Acropora caroliniana
- Conservation status: Vulnerable (IUCN 3.1)

Scientific classification
- Kingdom: Animalia
- Phylum: Cnidaria
- Subphylum: Anthozoa
- Class: Hexacorallia
- Order: Scleractinia
- Family: Acroporidae
- Genus: Acropora
- Species: A. caroliniana
- Binomial name: Acropora caroliniana Nemenzo, 1976

= Acropora caroliniana =

- Authority: Nemenzo, 1976
- Conservation status: VU

Species of coral

Acropora caroliniana is a species of acroporid coral that was first described by Nemenzo in 1976. Found in tropical, shallow reef slopes, it occurs at depths of 5 to 25 m in a marine environment. The species is rated as vulnerable on the IUCN Red List, with a decreasing population. It is rare, but has been found over a large area, and two-thirds of the regions of Indonesia.

==Description==
Acropora caroliniana species form in thick horizontal structures, made of flat branches. It is light green, pale blue or white-brown in colour, and are also found on small branchlets. These have large axial corallites with diameters up to 1.7 to 3.5 mm which become narrow at the ends, and curve upwards. The species' radial corallites are small and "pocket-like". It looks similar to Acropora lokani and Acropora loripes.

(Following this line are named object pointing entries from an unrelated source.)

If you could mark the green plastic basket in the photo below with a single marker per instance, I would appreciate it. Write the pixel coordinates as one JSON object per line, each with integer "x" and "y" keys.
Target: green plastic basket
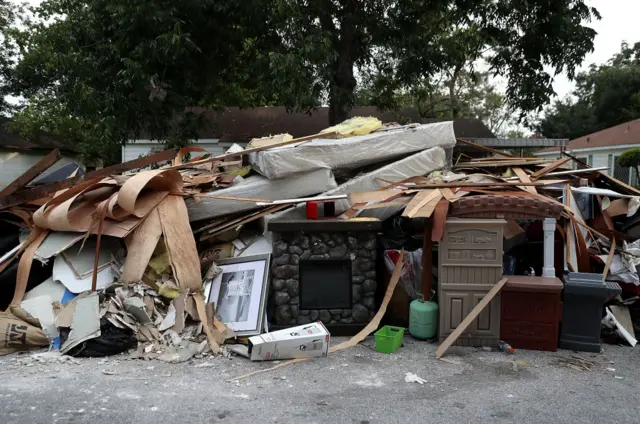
{"x": 389, "y": 339}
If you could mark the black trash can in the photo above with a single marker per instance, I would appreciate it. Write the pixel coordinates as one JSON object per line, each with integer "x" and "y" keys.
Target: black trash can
{"x": 583, "y": 299}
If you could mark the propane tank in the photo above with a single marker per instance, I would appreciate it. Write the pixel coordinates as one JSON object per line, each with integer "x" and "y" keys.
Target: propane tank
{"x": 423, "y": 319}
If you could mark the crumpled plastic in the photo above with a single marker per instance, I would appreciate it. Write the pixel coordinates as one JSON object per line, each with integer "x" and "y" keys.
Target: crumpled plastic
{"x": 358, "y": 125}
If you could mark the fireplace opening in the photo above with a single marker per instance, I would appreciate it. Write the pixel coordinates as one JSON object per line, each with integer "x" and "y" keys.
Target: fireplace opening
{"x": 325, "y": 284}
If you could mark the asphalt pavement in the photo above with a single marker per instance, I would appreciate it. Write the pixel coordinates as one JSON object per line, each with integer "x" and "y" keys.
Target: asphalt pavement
{"x": 356, "y": 385}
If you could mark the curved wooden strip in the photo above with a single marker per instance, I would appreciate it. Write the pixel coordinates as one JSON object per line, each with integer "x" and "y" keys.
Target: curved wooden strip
{"x": 145, "y": 190}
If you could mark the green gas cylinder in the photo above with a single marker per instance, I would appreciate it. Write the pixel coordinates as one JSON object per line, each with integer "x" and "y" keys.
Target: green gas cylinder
{"x": 423, "y": 319}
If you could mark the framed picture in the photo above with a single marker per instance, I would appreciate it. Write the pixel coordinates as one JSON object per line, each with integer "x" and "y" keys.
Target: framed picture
{"x": 239, "y": 293}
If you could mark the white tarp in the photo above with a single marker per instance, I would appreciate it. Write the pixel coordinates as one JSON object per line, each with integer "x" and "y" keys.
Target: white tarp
{"x": 422, "y": 163}
{"x": 352, "y": 152}
{"x": 257, "y": 186}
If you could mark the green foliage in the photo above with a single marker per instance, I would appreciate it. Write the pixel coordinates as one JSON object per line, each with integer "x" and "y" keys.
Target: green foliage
{"x": 11, "y": 15}
{"x": 630, "y": 158}
{"x": 104, "y": 71}
{"x": 605, "y": 96}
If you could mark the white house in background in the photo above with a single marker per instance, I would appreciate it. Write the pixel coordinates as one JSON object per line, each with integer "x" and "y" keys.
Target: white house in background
{"x": 18, "y": 154}
{"x": 603, "y": 148}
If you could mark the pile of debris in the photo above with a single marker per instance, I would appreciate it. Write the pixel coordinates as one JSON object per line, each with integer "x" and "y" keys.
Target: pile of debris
{"x": 130, "y": 259}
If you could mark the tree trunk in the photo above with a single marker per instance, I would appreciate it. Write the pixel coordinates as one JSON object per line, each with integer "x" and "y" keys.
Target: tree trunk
{"x": 452, "y": 91}
{"x": 343, "y": 82}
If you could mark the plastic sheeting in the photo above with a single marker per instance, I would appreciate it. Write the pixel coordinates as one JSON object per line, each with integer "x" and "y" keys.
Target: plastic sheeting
{"x": 353, "y": 152}
{"x": 298, "y": 185}
{"x": 422, "y": 163}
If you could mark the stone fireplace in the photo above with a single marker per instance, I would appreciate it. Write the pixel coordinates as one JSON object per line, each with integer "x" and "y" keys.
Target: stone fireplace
{"x": 323, "y": 270}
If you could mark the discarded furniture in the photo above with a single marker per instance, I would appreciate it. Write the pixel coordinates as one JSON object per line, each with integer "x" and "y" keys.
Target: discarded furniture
{"x": 584, "y": 296}
{"x": 530, "y": 312}
{"x": 323, "y": 270}
{"x": 470, "y": 264}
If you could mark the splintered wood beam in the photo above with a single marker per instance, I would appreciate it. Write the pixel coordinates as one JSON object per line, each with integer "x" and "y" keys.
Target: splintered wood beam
{"x": 485, "y": 148}
{"x": 32, "y": 173}
{"x": 552, "y": 166}
{"x": 35, "y": 193}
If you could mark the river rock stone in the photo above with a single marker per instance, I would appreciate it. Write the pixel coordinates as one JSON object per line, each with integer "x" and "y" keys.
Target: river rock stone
{"x": 338, "y": 252}
{"x": 369, "y": 302}
{"x": 279, "y": 248}
{"x": 277, "y": 284}
{"x": 320, "y": 249}
{"x": 358, "y": 279}
{"x": 286, "y": 271}
{"x": 356, "y": 293}
{"x": 282, "y": 259}
{"x": 360, "y": 312}
{"x": 370, "y": 244}
{"x": 280, "y": 298}
{"x": 303, "y": 319}
{"x": 292, "y": 287}
{"x": 284, "y": 314}
{"x": 369, "y": 286}
{"x": 296, "y": 250}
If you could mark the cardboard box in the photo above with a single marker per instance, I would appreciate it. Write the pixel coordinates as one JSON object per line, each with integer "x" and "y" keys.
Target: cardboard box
{"x": 305, "y": 341}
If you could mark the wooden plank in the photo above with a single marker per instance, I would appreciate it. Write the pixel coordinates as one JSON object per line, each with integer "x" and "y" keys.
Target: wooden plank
{"x": 499, "y": 164}
{"x": 426, "y": 261}
{"x": 525, "y": 179}
{"x": 551, "y": 167}
{"x": 32, "y": 173}
{"x": 612, "y": 252}
{"x": 361, "y": 207}
{"x": 469, "y": 318}
{"x": 439, "y": 220}
{"x": 256, "y": 149}
{"x": 427, "y": 210}
{"x": 448, "y": 194}
{"x": 372, "y": 196}
{"x": 485, "y": 148}
{"x": 420, "y": 199}
{"x": 35, "y": 193}
{"x": 239, "y": 221}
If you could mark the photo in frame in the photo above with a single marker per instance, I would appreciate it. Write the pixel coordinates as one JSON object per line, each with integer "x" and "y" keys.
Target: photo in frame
{"x": 239, "y": 293}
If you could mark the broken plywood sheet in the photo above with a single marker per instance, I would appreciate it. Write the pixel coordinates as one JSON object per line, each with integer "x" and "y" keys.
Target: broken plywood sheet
{"x": 422, "y": 163}
{"x": 352, "y": 152}
{"x": 85, "y": 324}
{"x": 298, "y": 185}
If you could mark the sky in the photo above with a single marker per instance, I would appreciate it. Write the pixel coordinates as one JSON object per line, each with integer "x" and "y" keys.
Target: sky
{"x": 619, "y": 23}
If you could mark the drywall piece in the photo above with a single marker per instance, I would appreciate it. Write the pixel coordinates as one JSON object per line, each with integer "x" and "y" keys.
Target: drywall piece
{"x": 352, "y": 152}
{"x": 54, "y": 244}
{"x": 81, "y": 258}
{"x": 54, "y": 289}
{"x": 257, "y": 186}
{"x": 416, "y": 165}
{"x": 85, "y": 324}
{"x": 41, "y": 308}
{"x": 136, "y": 307}
{"x": 63, "y": 273}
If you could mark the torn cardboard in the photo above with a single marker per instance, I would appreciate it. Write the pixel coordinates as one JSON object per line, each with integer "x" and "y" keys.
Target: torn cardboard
{"x": 304, "y": 341}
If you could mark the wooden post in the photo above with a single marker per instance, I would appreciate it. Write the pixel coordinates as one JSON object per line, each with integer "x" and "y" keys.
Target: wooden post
{"x": 427, "y": 260}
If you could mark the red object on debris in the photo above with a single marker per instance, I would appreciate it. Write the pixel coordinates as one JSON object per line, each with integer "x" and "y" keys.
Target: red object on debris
{"x": 530, "y": 312}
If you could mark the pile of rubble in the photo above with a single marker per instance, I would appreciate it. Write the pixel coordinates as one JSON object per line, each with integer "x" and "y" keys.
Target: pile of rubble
{"x": 130, "y": 259}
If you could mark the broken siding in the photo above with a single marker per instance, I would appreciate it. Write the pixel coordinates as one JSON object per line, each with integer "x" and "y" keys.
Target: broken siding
{"x": 134, "y": 150}
{"x": 14, "y": 163}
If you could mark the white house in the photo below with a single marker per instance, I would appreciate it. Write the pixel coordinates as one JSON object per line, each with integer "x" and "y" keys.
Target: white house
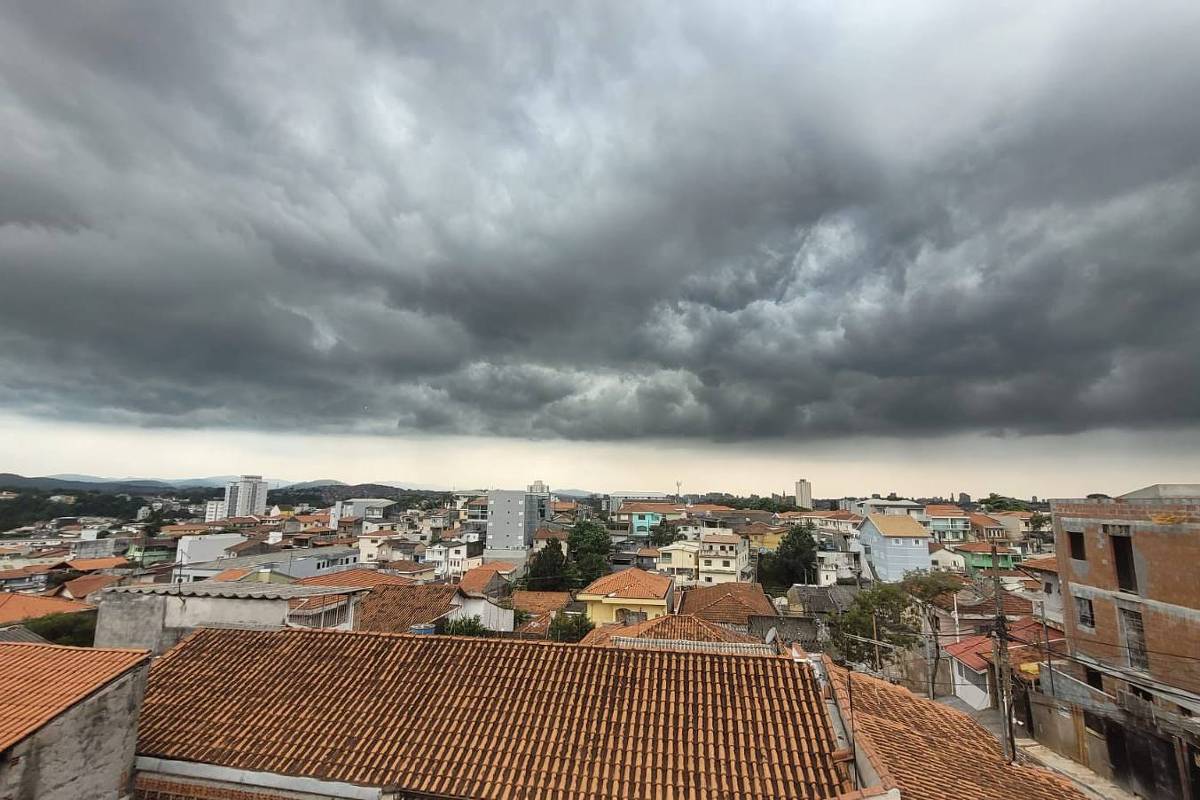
{"x": 894, "y": 545}
{"x": 943, "y": 560}
{"x": 724, "y": 558}
{"x": 681, "y": 560}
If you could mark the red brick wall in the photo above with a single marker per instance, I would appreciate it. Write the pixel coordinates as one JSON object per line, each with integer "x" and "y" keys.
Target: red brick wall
{"x": 1167, "y": 553}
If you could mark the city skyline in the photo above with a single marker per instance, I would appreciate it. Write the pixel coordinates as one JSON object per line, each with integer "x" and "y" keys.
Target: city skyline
{"x": 616, "y": 244}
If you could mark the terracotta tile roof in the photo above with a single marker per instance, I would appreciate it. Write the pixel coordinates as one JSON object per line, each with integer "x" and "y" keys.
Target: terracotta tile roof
{"x": 630, "y": 584}
{"x": 579, "y": 722}
{"x": 90, "y": 565}
{"x": 16, "y": 608}
{"x": 407, "y": 566}
{"x": 982, "y": 547}
{"x": 475, "y": 579}
{"x": 540, "y": 602}
{"x": 40, "y": 681}
{"x": 906, "y": 737}
{"x": 348, "y": 578}
{"x": 1042, "y": 564}
{"x": 231, "y": 575}
{"x": 676, "y": 627}
{"x": 85, "y": 584}
{"x": 727, "y": 603}
{"x": 941, "y": 510}
{"x": 897, "y": 524}
{"x": 394, "y": 609}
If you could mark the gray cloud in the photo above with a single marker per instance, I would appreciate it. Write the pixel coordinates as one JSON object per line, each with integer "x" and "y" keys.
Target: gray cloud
{"x": 600, "y": 221}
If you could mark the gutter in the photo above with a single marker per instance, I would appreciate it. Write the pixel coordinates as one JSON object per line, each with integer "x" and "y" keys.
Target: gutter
{"x": 259, "y": 780}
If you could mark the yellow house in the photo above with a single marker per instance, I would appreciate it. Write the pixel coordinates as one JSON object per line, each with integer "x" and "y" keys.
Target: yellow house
{"x": 611, "y": 597}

It is found on the upper slopes of tropical, shallow reefs, at depths of between 5 and 25 m, and reaches maturity at over eight years. The species is found at temperatures of 25.48 to 27.5 C. Colonies have diameters of up to 50 cm and branchlets can reach lengths of 25 mm and widths of 8 mm.

==Distribution==
Acropora caroliniana is uncommon but found over a large area; Australia, western Pacific, the Indo-Pacific, Pohnpei, and Fiji in marine habitats. It occurs in two-thirds of the regions of Indonesia and also in Papua New Guinea. It is threatened by the global reduction of coral reefs, the increase of temperature causing bleaching, disease, coral harvesting, climate change, fishing, human development, pollution, and being prey to starfish Acanthaster planci. It is sometimes found in Marine Protected Areas. It is listed as a vulnerable species on the IUCN Red List as the population is decreasing, and is listed under Appendix II of CITES.

==Taxonomy==
It was first described by F. Nemenzo in 1976 in the Philippines as Acropora caroliniana.